The windows also function as a barrier between the public world of men (the street) and the semi private world of women (the world of the brothel) which men often infiltrate as a space to access the realm of commercial desire. Similarities are drawn between the picture window in the Red Light District and that of the gallery, as one separates the space of eroticism and fantasy, while the other "emphasizes the space of aesthetic containment."

Apart from their literal meaning as passageways from the street to the interior, whether that be the gallery or the prostitute's space, doorways are symbolic of the threshold by which commerce is conducted. The nature of this commercial exchange is key to the reinforcement of areas of containment used for the indulgence of erotic pleasures, in the case of the prostitute, and aesthetic ones, with regards to the art exhibit.

=== Challenging the art world ===
In Abramović's performance, "playing the game of institutional travesty is a moving force and a transparent manifestation of the work's objective." Role Exchange engages with the concerns of conceptual art, and in this piece she expands the institutional critique by strictly referencing the idea of trade. She moves against the art world in Role Exchange not aimed solely against it and its system of trade but also against the work itself "as an active factor in corroborating with this system of trading."

Role Exchange also plays on the idea of 'real experience' away from the gallery and its surroundings, and rather through appropriating the prostitutes identity and her place of work. The perception of the prostitutes display as a trope for distorted freedom ultimately determines Abramović's choice of identity.

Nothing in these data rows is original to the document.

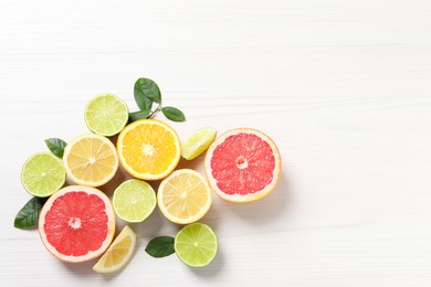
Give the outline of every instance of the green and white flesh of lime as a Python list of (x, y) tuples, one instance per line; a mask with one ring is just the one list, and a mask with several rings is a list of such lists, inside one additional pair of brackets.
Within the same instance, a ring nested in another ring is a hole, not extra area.
[(126, 103), (112, 94), (102, 94), (91, 99), (85, 107), (85, 123), (94, 134), (112, 137), (126, 126)]
[(39, 198), (46, 198), (60, 190), (66, 180), (61, 159), (51, 152), (31, 156), (22, 167), (21, 181), (25, 190)]
[(177, 233), (174, 243), (177, 256), (190, 267), (203, 267), (217, 255), (216, 233), (202, 223), (189, 224)]
[(113, 205), (118, 217), (126, 222), (143, 222), (156, 208), (156, 192), (147, 182), (130, 179), (114, 191)]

This leads her to explore the question of freedom in the realm of art, a space where strict rules forces artists to settle for the conditions of the art market. Abramović questions artistic institutions as the place of reference for artworks and the nature of the artwork itself, leading her to look into new conceptual spaces for the process of art communication.

Role Exchange proposes that there be a space for critical work outside of galleries or museums, as by being performed only once Abramović is refusing to participate in the contemporary art system where there is a "crucial requirement of durability and timelessness." Through this work, she also looks into the possibility of "contaminating" the pristine museum with the raw reality of life and everyday experience.